Two weeks ago, my Dad shipped me a box that, to my joy, contained the original Apple II Prince of Persia source code archive I’d stowed away 20 years ago and had given up for lost.
Despite my eagerness to see what’s on those disks, I’ve yet to pop them in a drive. As readers of this site have cautioned me, digital media degrade with age; if the disks are in a fragile state, normal handling could damage them further and even render them unreadable.
In today’s guest post, digital archivist Jason Scott explains why reading 20-year-old floppy disks is trickier than it sounds — and why he’s volunteered to fly from NY to LA on Monday with special equipment to tackle the job himself.
Monday will be an exciting day. Much like opening a long-sealed sarcophagus, I truly have no idea whether we’ll find what we’re hoping for, or just data dust. For anyone who wants to share the suspense, we’ll be live-tweeting our progress. Hashtag: #popsource. (I wanted to use #sourcecode, but it was taken!)
Meanwhile, here’s Jason’s story, offering a glimpse behind the scenes of a profession whose existence I couldn’t have foreseen or imagined when I was making Prince of Persia in the 1980s: Digital archeologist.
I first heard about Prince of Persia in a somewhat strange fashion; a high school friend said that David’s older brother was working on a new game to follow up his big hit Karateka. I asked what it was about, and he said it was something about Persian princes and acrobatics. I left it at that, but I knew it’d be great, if Karateka was any indication.

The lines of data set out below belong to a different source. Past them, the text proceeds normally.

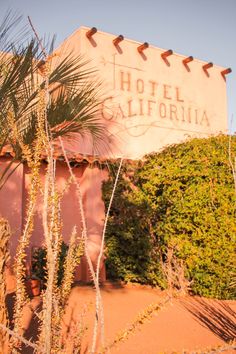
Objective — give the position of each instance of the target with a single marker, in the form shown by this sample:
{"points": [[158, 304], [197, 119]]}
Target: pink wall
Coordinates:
{"points": [[13, 201]]}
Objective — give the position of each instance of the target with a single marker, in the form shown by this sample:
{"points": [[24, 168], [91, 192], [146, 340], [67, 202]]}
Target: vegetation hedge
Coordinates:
{"points": [[182, 199]]}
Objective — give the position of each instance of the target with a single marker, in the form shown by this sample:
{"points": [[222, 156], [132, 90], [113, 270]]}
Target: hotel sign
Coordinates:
{"points": [[152, 97]]}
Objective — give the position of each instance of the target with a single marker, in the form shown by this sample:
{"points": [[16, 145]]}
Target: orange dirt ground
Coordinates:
{"points": [[183, 325]]}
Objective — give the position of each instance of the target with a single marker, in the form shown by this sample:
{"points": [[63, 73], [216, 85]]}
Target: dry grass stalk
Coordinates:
{"points": [[174, 271], [99, 303], [142, 318], [72, 260], [229, 348], [4, 259], [232, 162], [99, 317], [85, 238], [20, 338], [33, 161]]}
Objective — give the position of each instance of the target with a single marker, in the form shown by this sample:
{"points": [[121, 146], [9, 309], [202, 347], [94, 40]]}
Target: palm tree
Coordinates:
{"points": [[73, 94]]}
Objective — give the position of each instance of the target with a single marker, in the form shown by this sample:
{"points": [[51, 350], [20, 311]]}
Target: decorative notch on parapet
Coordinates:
{"points": [[141, 49], [165, 55], [226, 72], [206, 67], [186, 61], [90, 33], [116, 41]]}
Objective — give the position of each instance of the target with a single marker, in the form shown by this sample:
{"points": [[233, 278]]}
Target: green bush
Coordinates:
{"points": [[184, 199]]}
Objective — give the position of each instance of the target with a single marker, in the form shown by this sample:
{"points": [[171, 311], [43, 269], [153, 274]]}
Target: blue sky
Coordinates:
{"points": [[205, 29]]}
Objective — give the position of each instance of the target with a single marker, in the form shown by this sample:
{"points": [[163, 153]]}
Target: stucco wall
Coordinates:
{"points": [[13, 203]]}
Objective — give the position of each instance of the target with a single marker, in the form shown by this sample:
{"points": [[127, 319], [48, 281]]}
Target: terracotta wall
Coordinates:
{"points": [[150, 99], [13, 201]]}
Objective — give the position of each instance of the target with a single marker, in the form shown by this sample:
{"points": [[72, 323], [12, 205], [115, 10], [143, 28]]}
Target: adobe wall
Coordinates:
{"points": [[151, 97], [13, 203]]}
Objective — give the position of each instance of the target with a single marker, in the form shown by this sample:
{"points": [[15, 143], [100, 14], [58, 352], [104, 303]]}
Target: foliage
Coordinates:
{"points": [[181, 199], [26, 73]]}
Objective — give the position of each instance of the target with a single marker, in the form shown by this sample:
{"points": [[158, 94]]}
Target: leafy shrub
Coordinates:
{"points": [[182, 199]]}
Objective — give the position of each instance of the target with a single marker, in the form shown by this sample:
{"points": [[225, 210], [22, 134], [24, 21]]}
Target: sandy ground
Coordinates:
{"points": [[181, 325]]}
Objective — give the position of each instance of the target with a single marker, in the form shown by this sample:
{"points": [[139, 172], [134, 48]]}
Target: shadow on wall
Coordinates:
{"points": [[215, 315]]}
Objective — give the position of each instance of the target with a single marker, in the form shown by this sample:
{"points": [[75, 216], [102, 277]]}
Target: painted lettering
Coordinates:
{"points": [[162, 110], [106, 112], [166, 89], [153, 87], [141, 107], [130, 113], [205, 119], [178, 99], [140, 86], [173, 112], [150, 103], [125, 81]]}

I went to Horace Greeley High School after Jordan, and knew his brother, David, who graduated the same year as me. David was the motion model for Prince of Persia. Jordan was this talented figure somewhere out in the fog of the real world, who was making actual, sold-everywhere games with a company I really liked and respected (Broderbund), and was basically living the dream I hoped to live one day: game developer.
(My own dream was fulfilled — I did work for a short time at Psygnosis, makers of Wipeout, as a tech support phone monkey, and another year stint at a startup game studio, before moving on to other places in the computer world.)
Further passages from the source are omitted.